Outreach nurses are fantastically important to the way ill and disabled people can maintain their independence and cope with their illness without filling up hospital beds unnecessarily.

During research for a Guardian article, I recently spoke to a patient in Cumbria who was over the moon about the treatment he'd received from a team of outreach nurses. 78-year-old Mr Clancy needed a lengthy treatment of intravenous antibiotics that he could not administer himself, to cure a severe, but one-off, infection. The infection was so advanced that he was very weak and felt unable to commute to hospital every day. His local GP arranged for him to have a nurse visit him every morning in his own home for three months. He firmly believes that if it wasn't for this service he would have spent 90 days in hospital. In 2002, the cost of a hospital bed was estimated to be €228 per day. Clearly this figure is out of date and would no doubt be higher almost a decade on, but even using this figure Mr Clancy's three month stay would have cost €20,520, or £17,444. And that figure excludes his actual treatment.

It makes economic sense to improve care in the community as hospital admission is one of the most expensive aspects of the NHS. Local care reduces the risk to patients from costly hospital-based infections, it improves their spirits by ensuring they can get better in their environment surrounded by loved ones and it means that hospitals can focus on treating acutely ill patients.

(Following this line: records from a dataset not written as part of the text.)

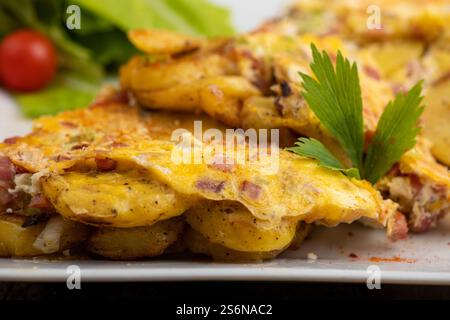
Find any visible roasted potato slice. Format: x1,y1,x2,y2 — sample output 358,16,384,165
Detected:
0,214,90,257
185,201,297,252
120,54,234,91
134,76,259,127
87,217,184,260
184,228,284,262
41,170,191,228
128,29,203,54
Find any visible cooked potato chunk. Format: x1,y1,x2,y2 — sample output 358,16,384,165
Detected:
0,215,90,257
87,218,184,260
41,170,190,228
120,54,233,91
184,228,284,262
128,29,202,53
134,76,259,127
185,201,297,252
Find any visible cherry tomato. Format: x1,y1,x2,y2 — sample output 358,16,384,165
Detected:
0,30,57,91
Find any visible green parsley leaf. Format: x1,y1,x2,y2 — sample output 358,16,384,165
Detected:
300,44,364,171
287,44,424,184
364,81,424,183
287,138,360,179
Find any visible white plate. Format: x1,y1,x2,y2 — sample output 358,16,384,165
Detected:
0,219,450,285
0,0,450,284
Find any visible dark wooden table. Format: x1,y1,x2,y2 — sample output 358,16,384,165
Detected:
0,282,450,303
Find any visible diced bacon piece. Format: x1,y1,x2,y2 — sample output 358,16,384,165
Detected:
95,157,117,171
387,211,409,241
241,181,261,200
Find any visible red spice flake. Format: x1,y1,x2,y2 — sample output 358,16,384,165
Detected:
59,120,78,129
52,154,72,162
195,180,225,193
3,136,20,144
388,211,409,241
241,181,261,200
369,256,417,263
208,155,236,172
91,90,129,107
71,143,89,150
29,194,53,210
0,157,16,181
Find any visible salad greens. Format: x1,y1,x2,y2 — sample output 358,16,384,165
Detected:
0,0,234,117
288,44,423,184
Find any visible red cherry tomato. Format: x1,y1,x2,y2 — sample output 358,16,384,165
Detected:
0,30,57,91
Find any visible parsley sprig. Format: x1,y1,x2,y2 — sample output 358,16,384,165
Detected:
288,44,423,183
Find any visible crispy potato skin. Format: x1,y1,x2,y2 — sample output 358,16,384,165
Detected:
134,76,259,127
87,218,184,260
185,201,297,252
184,228,285,263
0,215,90,257
184,223,312,263
41,170,190,228
128,29,203,54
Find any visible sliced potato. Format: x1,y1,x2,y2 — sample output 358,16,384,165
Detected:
41,170,190,228
0,215,90,257
128,29,203,54
134,76,259,127
184,228,284,262
87,218,184,260
185,201,297,252
120,54,233,91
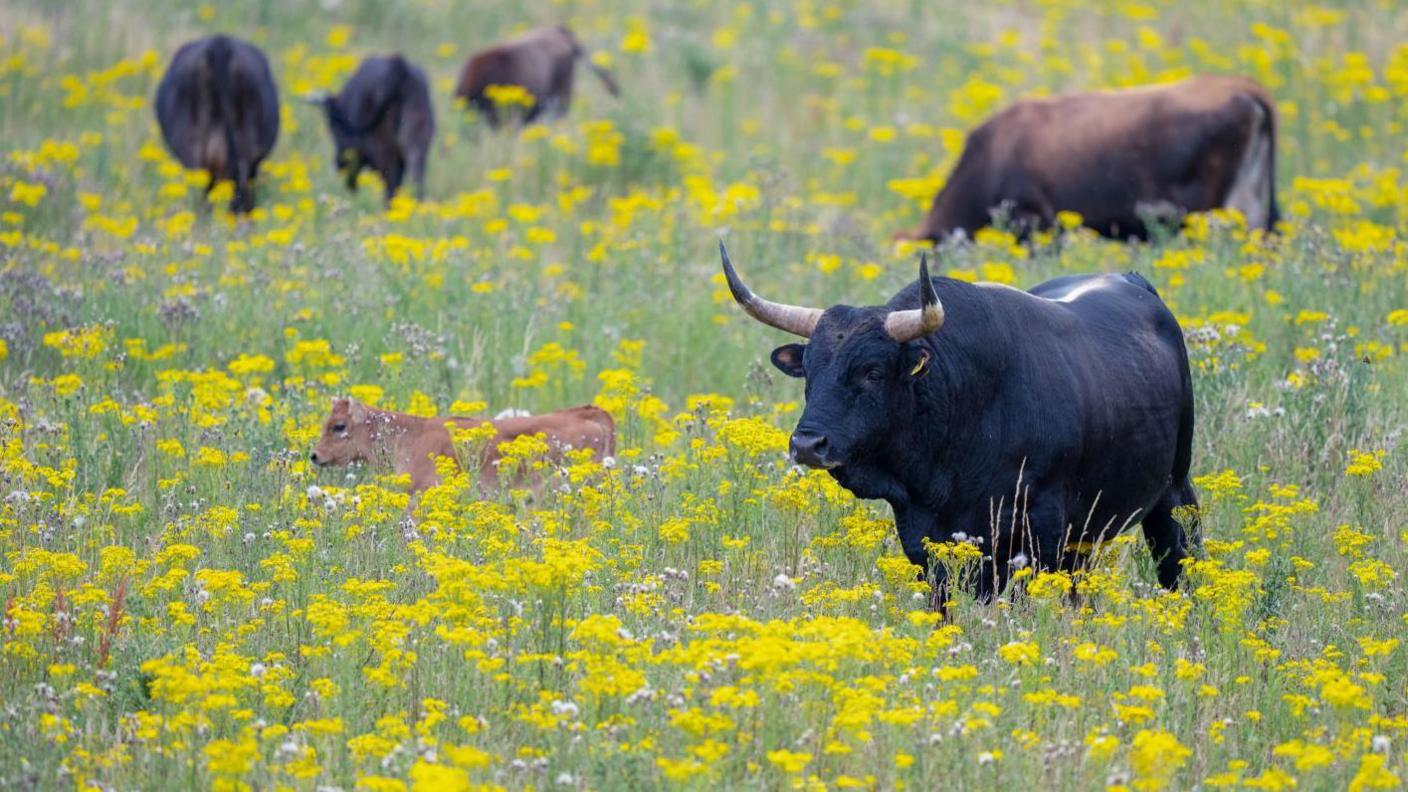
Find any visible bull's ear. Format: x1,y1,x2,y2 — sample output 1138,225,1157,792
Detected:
773,344,807,376
904,347,931,379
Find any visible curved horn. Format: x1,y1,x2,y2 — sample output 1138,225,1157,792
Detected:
718,240,821,338
884,254,943,344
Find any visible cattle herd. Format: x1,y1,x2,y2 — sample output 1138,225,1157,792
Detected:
156,27,1278,603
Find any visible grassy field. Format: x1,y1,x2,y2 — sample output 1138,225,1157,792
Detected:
0,0,1408,791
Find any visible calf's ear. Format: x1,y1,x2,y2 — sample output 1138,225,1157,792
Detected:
773,344,807,376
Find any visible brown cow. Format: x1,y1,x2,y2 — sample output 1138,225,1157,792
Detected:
156,35,279,213
455,27,621,127
317,55,435,203
311,399,615,492
895,76,1278,241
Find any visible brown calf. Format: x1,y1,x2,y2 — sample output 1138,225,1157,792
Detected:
895,76,1278,241
311,399,615,492
455,27,620,127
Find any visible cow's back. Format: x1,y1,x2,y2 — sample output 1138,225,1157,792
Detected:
1025,273,1193,527
929,275,1193,526
456,28,576,100
972,76,1269,235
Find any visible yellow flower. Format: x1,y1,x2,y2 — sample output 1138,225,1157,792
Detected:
1345,448,1384,476
767,748,811,775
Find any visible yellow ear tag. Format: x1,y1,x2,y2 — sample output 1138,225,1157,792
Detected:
910,349,929,376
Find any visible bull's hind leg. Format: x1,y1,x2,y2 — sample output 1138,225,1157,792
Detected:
1143,479,1198,590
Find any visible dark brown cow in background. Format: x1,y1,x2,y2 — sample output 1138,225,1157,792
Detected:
455,27,621,127
156,35,279,213
317,55,435,203
895,76,1278,241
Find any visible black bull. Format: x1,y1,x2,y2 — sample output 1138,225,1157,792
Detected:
156,35,279,211
719,244,1197,599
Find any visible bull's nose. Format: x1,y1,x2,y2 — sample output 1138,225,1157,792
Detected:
791,431,831,468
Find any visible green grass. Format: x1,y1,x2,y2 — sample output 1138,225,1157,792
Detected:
0,0,1408,789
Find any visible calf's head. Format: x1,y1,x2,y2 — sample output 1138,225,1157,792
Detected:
719,242,943,469
310,399,372,466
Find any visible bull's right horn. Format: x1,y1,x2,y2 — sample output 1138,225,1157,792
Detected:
718,240,822,338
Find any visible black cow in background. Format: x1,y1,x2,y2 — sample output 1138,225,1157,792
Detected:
719,244,1197,602
156,35,279,213
317,55,435,203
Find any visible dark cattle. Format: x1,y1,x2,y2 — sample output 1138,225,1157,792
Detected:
719,245,1197,599
455,27,620,127
895,76,1278,241
318,55,435,202
156,35,279,211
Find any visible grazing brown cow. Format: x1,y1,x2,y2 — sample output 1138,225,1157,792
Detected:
156,35,279,213
455,27,621,127
311,399,615,492
895,76,1278,241
317,55,435,203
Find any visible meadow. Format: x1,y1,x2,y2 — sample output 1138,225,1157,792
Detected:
0,0,1408,792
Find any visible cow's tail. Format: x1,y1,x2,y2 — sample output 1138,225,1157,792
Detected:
559,28,621,96
206,35,252,210
1246,80,1281,231
1252,86,1281,231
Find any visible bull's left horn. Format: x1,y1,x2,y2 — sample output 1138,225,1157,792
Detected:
884,254,943,344
718,240,821,338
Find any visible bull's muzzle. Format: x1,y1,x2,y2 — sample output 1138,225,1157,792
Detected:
790,428,836,469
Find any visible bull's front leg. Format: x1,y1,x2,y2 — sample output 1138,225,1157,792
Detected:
891,503,949,614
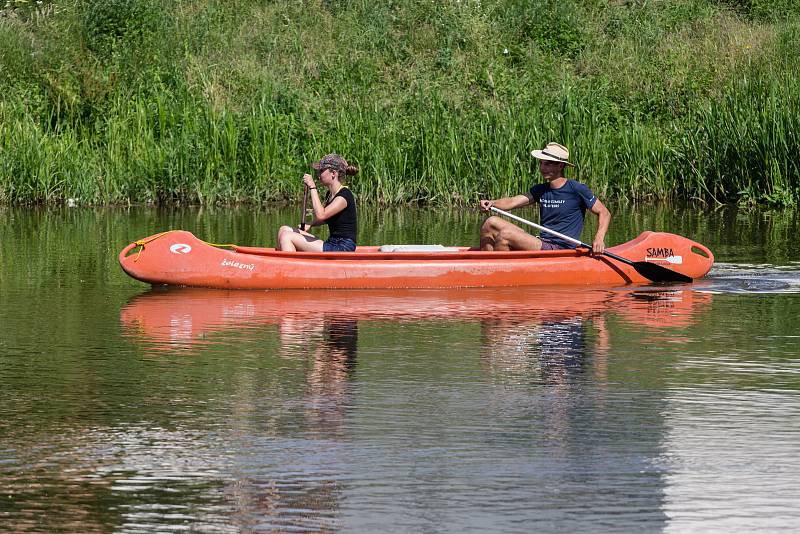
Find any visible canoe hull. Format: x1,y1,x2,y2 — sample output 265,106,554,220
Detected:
119,230,714,289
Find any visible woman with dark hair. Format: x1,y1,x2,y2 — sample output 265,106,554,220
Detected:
275,154,358,252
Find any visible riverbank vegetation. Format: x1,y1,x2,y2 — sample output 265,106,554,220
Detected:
0,0,800,205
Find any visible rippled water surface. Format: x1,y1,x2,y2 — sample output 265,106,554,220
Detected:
0,206,800,532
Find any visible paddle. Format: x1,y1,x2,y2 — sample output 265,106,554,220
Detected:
489,206,692,282
300,186,308,232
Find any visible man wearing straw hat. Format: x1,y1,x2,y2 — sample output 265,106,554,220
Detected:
479,143,611,254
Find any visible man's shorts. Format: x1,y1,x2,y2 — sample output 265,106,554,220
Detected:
539,237,570,250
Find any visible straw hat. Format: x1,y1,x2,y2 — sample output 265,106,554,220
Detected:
531,143,575,167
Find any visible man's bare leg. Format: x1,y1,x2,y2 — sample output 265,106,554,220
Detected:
480,217,542,251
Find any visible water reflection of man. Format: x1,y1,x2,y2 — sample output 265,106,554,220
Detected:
481,314,608,385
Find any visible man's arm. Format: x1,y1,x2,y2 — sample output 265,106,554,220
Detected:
590,199,611,254
478,193,533,211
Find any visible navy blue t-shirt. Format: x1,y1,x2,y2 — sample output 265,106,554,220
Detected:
530,180,597,248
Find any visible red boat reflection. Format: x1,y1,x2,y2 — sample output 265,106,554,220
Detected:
120,288,712,348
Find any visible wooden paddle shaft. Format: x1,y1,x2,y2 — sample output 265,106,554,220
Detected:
489,206,592,250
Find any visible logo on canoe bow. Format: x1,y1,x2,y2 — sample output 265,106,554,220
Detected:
644,247,683,265
169,243,192,254
220,259,256,271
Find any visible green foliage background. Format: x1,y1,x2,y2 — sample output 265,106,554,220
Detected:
0,0,800,205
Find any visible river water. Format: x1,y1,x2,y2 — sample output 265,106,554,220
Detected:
0,206,800,532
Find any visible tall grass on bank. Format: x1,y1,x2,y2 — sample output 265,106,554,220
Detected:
0,0,800,205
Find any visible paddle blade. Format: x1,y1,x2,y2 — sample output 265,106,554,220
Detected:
631,261,692,283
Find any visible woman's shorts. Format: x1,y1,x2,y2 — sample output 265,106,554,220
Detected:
322,237,356,252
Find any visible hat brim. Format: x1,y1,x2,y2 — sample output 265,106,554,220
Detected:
531,150,575,167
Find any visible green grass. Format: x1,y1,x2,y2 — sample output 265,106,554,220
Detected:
0,0,800,205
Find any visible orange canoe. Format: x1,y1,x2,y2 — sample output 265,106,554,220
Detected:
119,230,714,289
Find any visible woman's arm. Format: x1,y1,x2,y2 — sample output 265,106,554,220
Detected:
311,189,347,226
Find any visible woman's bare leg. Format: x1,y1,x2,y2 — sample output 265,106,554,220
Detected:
275,226,322,252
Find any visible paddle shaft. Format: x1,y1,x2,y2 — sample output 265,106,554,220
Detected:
300,186,308,231
489,206,668,267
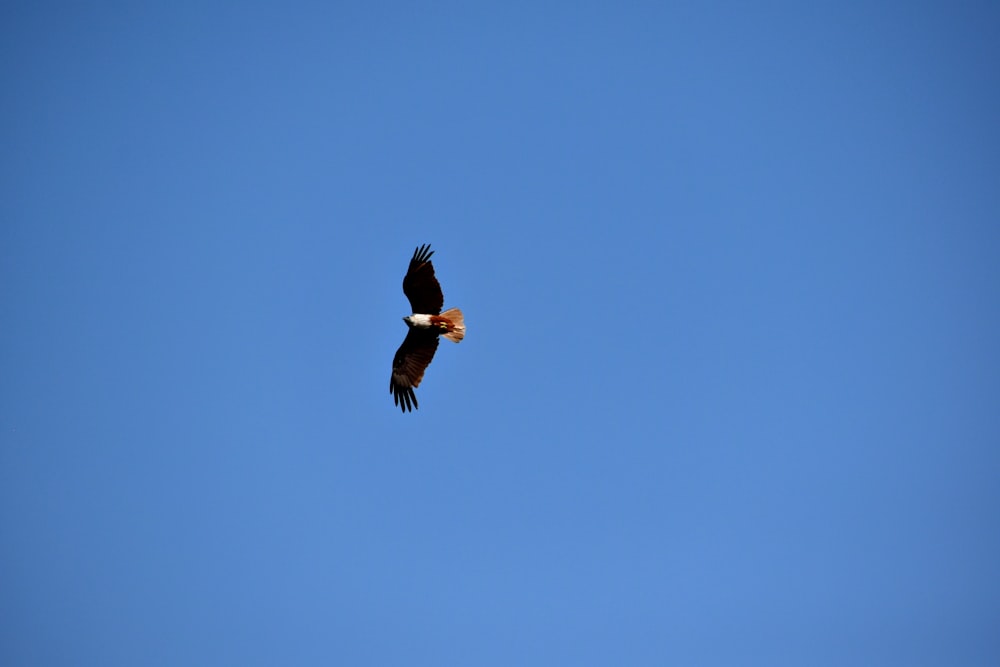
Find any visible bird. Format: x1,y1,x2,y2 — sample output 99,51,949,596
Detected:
389,243,465,414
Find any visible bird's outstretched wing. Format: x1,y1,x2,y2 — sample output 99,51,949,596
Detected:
403,244,444,316
389,329,438,412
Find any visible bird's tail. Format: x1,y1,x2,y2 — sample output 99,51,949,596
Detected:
440,308,465,343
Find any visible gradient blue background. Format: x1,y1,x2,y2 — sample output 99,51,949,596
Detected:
0,0,1000,667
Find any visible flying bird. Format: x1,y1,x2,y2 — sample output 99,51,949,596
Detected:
389,244,465,412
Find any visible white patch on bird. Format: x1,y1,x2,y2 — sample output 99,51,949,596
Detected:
403,313,431,329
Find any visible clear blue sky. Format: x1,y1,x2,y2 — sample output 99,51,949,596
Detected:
0,1,1000,667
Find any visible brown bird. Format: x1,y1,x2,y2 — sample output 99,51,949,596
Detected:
389,244,465,412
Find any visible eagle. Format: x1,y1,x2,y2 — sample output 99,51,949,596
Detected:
389,244,465,413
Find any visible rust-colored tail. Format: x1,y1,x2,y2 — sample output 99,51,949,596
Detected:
440,308,465,343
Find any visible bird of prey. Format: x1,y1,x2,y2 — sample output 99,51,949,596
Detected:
389,244,465,412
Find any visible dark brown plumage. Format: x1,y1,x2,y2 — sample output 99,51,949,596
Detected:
389,244,465,412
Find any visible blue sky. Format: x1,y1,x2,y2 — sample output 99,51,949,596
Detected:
0,2,1000,667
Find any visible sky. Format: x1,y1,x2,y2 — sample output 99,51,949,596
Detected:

It is therefore really disappointing to me, as someone who has really benefited from community nurse care, that community care, far from being used to help innovate and improve services, appears to be going backward.

Yesterday's Guardian headline story revealed that, in a survey of over 500 doctors, 50% now feel 'bed-blocking' is worse than this time last year, while 40% feel it hasn't improved. Bed-blocking is a term used for patients who are well enough to leave hospital but can't be discharged as there is not sufficient community support to continue their care at home. Often this isn't even innovative support, such as having traditionally hospital-based treatment administered at home, but is basic adult social services support, such as help with personal hygiene and cooking. Just two stories around this week show that Hull council is looking to scrap its adult residential care entirely and Kingston in Surrey is planning to put up the cost to recipients of its adult social care.

The Government has given the NHS a budget rise of 0.1% a year in order to honour its commitment to the electorate of protecting the NHS budget. But simultaneously local councils are facing cuts of up to 8.9% to their budgets. Consequently many, as the examples above show, are looking to their care bill to see where savings can be made. Cutting local social care will directly impact how much the NHS has to spend on each hospital patient. On top of this the NHS is being forced to find £20 billion of efficiency savings by 2014. I can't see how it can even begin to achieve this if hospitals find it increasingly difficult to discharge patients into local care because of cuts to council budgets.

I've first hand experience of the great things that can be achieved if there is greater care in the community, so it's such a disappointment to see that even the basics of community care are now under threat. The Government will not make any NHS efficiency savings whatsoever if it doesn't start to hear the alarm bells ringing up and down the country around the issue of local social services.